LY: How would you advise authors entering the publishing world?
THP: Don’t give up! Be open to new ideas and opportunities, and don’t reject something “good” because you might get something “better.”
- Write to write, not just to publish.
- Show your work to your peers and take their feedback (if you agree with it).
- Get a professional to review your work — before submitting it to publishers or agents.
- While looking for full manuscript publication, focus on improving and submitting shorter pieces like essays, chapters, and poems, and submit them to journals, magazines, reviews, and newspapers.
- Go to readings and publishing events and make friends! This sounds like networking, and it is, but it’s more than that. Make real relationships, and promote the work of others.

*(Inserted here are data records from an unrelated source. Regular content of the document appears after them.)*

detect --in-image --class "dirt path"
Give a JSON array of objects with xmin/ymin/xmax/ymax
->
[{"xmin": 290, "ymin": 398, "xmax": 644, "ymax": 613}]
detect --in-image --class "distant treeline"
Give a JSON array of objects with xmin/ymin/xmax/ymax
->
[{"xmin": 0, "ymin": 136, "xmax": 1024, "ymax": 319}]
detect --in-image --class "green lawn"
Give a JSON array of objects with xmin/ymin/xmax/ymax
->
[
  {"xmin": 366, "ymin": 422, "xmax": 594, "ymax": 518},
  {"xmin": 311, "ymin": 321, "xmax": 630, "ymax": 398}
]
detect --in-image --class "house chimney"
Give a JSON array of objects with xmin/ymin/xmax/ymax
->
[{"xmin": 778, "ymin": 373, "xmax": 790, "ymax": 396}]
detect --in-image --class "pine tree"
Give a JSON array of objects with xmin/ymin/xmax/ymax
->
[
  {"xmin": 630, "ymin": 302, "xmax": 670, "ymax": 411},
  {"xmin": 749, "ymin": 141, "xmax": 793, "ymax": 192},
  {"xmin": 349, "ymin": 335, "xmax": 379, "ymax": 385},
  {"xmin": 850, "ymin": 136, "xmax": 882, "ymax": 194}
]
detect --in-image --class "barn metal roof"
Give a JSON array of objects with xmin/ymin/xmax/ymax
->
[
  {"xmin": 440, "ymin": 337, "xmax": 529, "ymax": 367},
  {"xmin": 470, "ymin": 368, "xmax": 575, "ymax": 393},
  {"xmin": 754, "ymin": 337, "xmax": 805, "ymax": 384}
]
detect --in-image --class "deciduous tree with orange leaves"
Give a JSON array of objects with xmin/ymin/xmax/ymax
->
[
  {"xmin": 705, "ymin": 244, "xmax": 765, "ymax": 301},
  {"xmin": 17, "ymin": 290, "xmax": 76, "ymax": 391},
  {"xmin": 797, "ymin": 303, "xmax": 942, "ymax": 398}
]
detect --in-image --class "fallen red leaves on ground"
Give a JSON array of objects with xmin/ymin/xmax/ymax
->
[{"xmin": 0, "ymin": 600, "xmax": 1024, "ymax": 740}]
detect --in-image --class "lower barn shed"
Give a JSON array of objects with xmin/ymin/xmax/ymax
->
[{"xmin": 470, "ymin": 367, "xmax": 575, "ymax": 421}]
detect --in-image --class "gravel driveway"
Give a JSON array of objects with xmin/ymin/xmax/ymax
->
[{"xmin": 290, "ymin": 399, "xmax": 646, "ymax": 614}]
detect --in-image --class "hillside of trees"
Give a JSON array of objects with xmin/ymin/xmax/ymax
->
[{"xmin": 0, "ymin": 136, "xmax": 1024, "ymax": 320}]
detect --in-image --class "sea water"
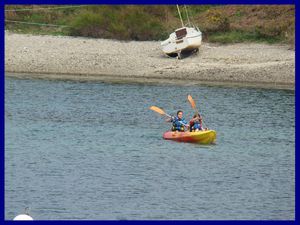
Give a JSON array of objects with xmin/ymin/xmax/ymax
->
[{"xmin": 5, "ymin": 77, "xmax": 295, "ymax": 220}]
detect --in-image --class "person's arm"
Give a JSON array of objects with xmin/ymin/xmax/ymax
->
[{"xmin": 166, "ymin": 116, "xmax": 174, "ymax": 122}]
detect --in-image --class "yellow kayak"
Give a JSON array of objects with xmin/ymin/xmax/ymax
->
[{"xmin": 163, "ymin": 130, "xmax": 217, "ymax": 144}]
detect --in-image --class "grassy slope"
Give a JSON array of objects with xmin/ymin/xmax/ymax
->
[{"xmin": 6, "ymin": 5, "xmax": 295, "ymax": 44}]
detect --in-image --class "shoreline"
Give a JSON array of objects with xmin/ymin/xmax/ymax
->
[
  {"xmin": 5, "ymin": 31, "xmax": 295, "ymax": 90},
  {"xmin": 6, "ymin": 71, "xmax": 295, "ymax": 91}
]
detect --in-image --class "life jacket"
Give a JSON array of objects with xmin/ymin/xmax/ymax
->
[{"xmin": 171, "ymin": 116, "xmax": 186, "ymax": 131}]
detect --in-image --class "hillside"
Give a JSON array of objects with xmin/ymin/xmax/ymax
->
[{"xmin": 5, "ymin": 5, "xmax": 295, "ymax": 45}]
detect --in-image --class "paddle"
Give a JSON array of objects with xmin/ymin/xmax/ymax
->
[
  {"xmin": 150, "ymin": 106, "xmax": 188, "ymax": 126},
  {"xmin": 188, "ymin": 95, "xmax": 207, "ymax": 127}
]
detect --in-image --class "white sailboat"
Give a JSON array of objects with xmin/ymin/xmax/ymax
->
[{"xmin": 161, "ymin": 5, "xmax": 202, "ymax": 58}]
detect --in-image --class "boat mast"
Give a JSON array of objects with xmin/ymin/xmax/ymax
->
[
  {"xmin": 176, "ymin": 5, "xmax": 184, "ymax": 27},
  {"xmin": 184, "ymin": 5, "xmax": 191, "ymax": 26}
]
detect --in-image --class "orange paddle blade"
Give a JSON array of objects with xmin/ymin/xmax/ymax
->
[
  {"xmin": 150, "ymin": 106, "xmax": 166, "ymax": 115},
  {"xmin": 188, "ymin": 95, "xmax": 196, "ymax": 109}
]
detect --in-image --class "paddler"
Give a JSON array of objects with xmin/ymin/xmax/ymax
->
[
  {"xmin": 166, "ymin": 110, "xmax": 189, "ymax": 132},
  {"xmin": 190, "ymin": 113, "xmax": 207, "ymax": 132}
]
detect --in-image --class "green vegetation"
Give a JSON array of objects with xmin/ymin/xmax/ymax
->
[{"xmin": 5, "ymin": 5, "xmax": 295, "ymax": 44}]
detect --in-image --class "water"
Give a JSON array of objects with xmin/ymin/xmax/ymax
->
[{"xmin": 5, "ymin": 78, "xmax": 295, "ymax": 220}]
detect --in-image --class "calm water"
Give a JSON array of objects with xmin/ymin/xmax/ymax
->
[{"xmin": 5, "ymin": 78, "xmax": 295, "ymax": 220}]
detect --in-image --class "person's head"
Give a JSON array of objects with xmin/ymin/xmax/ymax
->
[
  {"xmin": 193, "ymin": 113, "xmax": 201, "ymax": 119},
  {"xmin": 177, "ymin": 110, "xmax": 183, "ymax": 119}
]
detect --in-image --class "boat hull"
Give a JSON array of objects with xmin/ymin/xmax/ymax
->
[
  {"xmin": 163, "ymin": 130, "xmax": 217, "ymax": 144},
  {"xmin": 161, "ymin": 28, "xmax": 202, "ymax": 56}
]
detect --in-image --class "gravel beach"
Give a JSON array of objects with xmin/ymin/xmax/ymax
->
[{"xmin": 5, "ymin": 31, "xmax": 295, "ymax": 90}]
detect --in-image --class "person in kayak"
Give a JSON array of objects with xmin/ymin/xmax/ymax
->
[
  {"xmin": 166, "ymin": 110, "xmax": 189, "ymax": 132},
  {"xmin": 190, "ymin": 113, "xmax": 204, "ymax": 132}
]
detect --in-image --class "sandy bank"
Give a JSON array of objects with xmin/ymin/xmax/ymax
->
[{"xmin": 5, "ymin": 32, "xmax": 295, "ymax": 89}]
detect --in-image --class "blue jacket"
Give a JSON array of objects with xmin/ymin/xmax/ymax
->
[{"xmin": 171, "ymin": 116, "xmax": 187, "ymax": 130}]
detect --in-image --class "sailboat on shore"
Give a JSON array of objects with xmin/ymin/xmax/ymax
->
[{"xmin": 161, "ymin": 5, "xmax": 202, "ymax": 59}]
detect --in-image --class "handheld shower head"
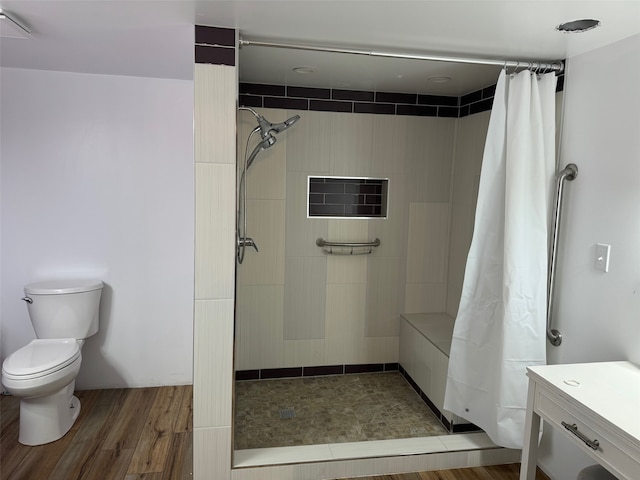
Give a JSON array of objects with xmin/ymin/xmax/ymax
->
[
  {"xmin": 240, "ymin": 107, "xmax": 300, "ymax": 139},
  {"xmin": 247, "ymin": 134, "xmax": 276, "ymax": 168},
  {"xmin": 258, "ymin": 115, "xmax": 300, "ymax": 138}
]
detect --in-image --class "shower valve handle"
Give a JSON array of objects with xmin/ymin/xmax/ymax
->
[{"xmin": 240, "ymin": 237, "xmax": 259, "ymax": 252}]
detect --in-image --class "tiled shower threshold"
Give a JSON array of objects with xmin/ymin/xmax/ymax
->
[{"xmin": 233, "ymin": 432, "xmax": 508, "ymax": 469}]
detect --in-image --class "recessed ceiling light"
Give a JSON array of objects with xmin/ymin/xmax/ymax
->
[
  {"xmin": 556, "ymin": 18, "xmax": 600, "ymax": 33},
  {"xmin": 293, "ymin": 67, "xmax": 317, "ymax": 75},
  {"xmin": 427, "ymin": 75, "xmax": 451, "ymax": 83}
]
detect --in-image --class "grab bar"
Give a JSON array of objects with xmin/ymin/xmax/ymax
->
[
  {"xmin": 316, "ymin": 238, "xmax": 380, "ymax": 255},
  {"xmin": 547, "ymin": 163, "xmax": 578, "ymax": 347}
]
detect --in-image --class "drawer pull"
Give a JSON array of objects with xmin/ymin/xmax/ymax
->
[{"xmin": 562, "ymin": 422, "xmax": 600, "ymax": 450}]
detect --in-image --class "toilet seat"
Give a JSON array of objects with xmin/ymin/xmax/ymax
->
[{"xmin": 2, "ymin": 338, "xmax": 80, "ymax": 380}]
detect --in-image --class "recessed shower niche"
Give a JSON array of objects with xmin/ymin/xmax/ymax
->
[{"xmin": 307, "ymin": 176, "xmax": 389, "ymax": 218}]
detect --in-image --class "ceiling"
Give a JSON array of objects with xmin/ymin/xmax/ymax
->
[{"xmin": 0, "ymin": 0, "xmax": 640, "ymax": 95}]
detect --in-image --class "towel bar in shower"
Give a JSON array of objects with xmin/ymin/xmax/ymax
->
[{"xmin": 316, "ymin": 238, "xmax": 380, "ymax": 255}]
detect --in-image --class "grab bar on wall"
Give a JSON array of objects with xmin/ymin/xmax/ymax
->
[
  {"xmin": 547, "ymin": 163, "xmax": 578, "ymax": 347},
  {"xmin": 316, "ymin": 238, "xmax": 380, "ymax": 255}
]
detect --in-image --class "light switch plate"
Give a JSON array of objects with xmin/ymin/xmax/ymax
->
[{"xmin": 595, "ymin": 243, "xmax": 611, "ymax": 273}]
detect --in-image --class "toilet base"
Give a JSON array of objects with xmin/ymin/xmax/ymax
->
[{"xmin": 18, "ymin": 380, "xmax": 80, "ymax": 445}]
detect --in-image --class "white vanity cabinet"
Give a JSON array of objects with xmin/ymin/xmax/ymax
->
[{"xmin": 520, "ymin": 362, "xmax": 640, "ymax": 480}]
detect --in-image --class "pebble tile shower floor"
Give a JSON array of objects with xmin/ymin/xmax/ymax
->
[{"xmin": 234, "ymin": 372, "xmax": 447, "ymax": 450}]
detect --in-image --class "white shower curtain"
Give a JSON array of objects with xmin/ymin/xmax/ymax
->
[{"xmin": 444, "ymin": 71, "xmax": 556, "ymax": 448}]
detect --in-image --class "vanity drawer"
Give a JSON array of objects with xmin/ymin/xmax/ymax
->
[{"xmin": 534, "ymin": 388, "xmax": 640, "ymax": 480}]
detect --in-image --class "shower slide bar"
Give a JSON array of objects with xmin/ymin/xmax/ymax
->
[
  {"xmin": 316, "ymin": 238, "xmax": 380, "ymax": 255},
  {"xmin": 547, "ymin": 163, "xmax": 578, "ymax": 347},
  {"xmin": 238, "ymin": 38, "xmax": 564, "ymax": 73}
]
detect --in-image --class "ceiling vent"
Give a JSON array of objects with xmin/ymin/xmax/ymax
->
[
  {"xmin": 0, "ymin": 9, "xmax": 31, "ymax": 38},
  {"xmin": 556, "ymin": 18, "xmax": 600, "ymax": 33}
]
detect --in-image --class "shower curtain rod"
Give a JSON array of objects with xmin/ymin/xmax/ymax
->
[{"xmin": 239, "ymin": 38, "xmax": 564, "ymax": 73}]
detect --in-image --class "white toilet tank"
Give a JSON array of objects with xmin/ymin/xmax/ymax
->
[{"xmin": 24, "ymin": 280, "xmax": 103, "ymax": 340}]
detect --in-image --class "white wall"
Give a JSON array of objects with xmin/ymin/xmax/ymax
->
[
  {"xmin": 539, "ymin": 36, "xmax": 640, "ymax": 480},
  {"xmin": 0, "ymin": 68, "xmax": 194, "ymax": 389}
]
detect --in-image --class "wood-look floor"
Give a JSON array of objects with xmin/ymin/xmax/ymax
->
[
  {"xmin": 344, "ymin": 463, "xmax": 549, "ymax": 480},
  {"xmin": 0, "ymin": 386, "xmax": 549, "ymax": 480},
  {"xmin": 0, "ymin": 386, "xmax": 193, "ymax": 480}
]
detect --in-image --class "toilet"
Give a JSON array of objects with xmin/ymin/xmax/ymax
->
[{"xmin": 2, "ymin": 280, "xmax": 103, "ymax": 445}]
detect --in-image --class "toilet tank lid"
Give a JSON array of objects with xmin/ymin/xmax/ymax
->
[{"xmin": 24, "ymin": 279, "xmax": 103, "ymax": 295}]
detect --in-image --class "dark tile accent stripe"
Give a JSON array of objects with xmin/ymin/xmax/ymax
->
[
  {"xmin": 263, "ymin": 97, "xmax": 310, "ymax": 110},
  {"xmin": 240, "ymin": 74, "xmax": 564, "ymax": 118},
  {"xmin": 196, "ymin": 25, "xmax": 236, "ymax": 47},
  {"xmin": 194, "ymin": 25, "xmax": 236, "ymax": 67},
  {"xmin": 331, "ymin": 90, "xmax": 375, "ymax": 102},
  {"xmin": 302, "ymin": 365, "xmax": 344, "ymax": 377},
  {"xmin": 353, "ymin": 102, "xmax": 396, "ymax": 115},
  {"xmin": 196, "ymin": 45, "xmax": 236, "ymax": 67},
  {"xmin": 376, "ymin": 92, "xmax": 418, "ymax": 105},
  {"xmin": 418, "ymin": 94, "xmax": 459, "ymax": 107},
  {"xmin": 239, "ymin": 95, "xmax": 263, "ymax": 107},
  {"xmin": 240, "ymin": 83, "xmax": 459, "ymax": 118},
  {"xmin": 287, "ymin": 87, "xmax": 331, "ymax": 99},
  {"xmin": 236, "ymin": 370, "xmax": 260, "ymax": 380},
  {"xmin": 239, "ymin": 83, "xmax": 286, "ymax": 97},
  {"xmin": 344, "ymin": 363, "xmax": 384, "ymax": 373},
  {"xmin": 235, "ymin": 363, "xmax": 402, "ymax": 380},
  {"xmin": 309, "ymin": 100, "xmax": 353, "ymax": 113},
  {"xmin": 450, "ymin": 417, "xmax": 482, "ymax": 433},
  {"xmin": 396, "ymin": 105, "xmax": 438, "ymax": 117},
  {"xmin": 308, "ymin": 177, "xmax": 388, "ymax": 217},
  {"xmin": 260, "ymin": 367, "xmax": 302, "ymax": 379}
]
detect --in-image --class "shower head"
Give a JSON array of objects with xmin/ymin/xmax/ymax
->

Community over competition!
LY: What does your ideal day at work look like?
THP: Every day is different, so an ideal day is just one where I can be as productive as possible and hopefully have no time-costing emergencies to attend to.
LY: I see part of your job is attending literary festivals. What are some of your favorites to attend?
THP: I love attending literary festivals and find it’s the best way to connect with our readers and see which books (and covers) fly off the shelves. I just attended the Bay Area Book Festival and had a great time, and even got to see some of our distribution team out in the wild since their main office is in Berkeley. I also love attending the Brooklyn Book Fair, Miami Book Fair, and Portland Book Fair, and more, as well as industry conferences like Winter Instititute, American Library Association, and the many regional book fairs. This year I’ve just attended the London Book Fair and later this year I’ll attend the Frankfurt Book Fair and Guadalajara Book Fair, all three of which focus on foreign rights. Each fair, festival, and conference gets our books in the hands of readers of all kinds, and I love learning about the reading trends of people from around the country and the world.
LY: What are you currently reading?
THP: I’m always reading a handful of books at a time as well as several manuscripts, so the books I’m reading at the moment are Magic for Liars by Sarah Gailey, The Fires of Heaven by Robert Jordan, Of Women and Salt by Gabriela Garcia, and I’m finishing Sinking Islands by our beloved Red Hen author, Cai Emmons.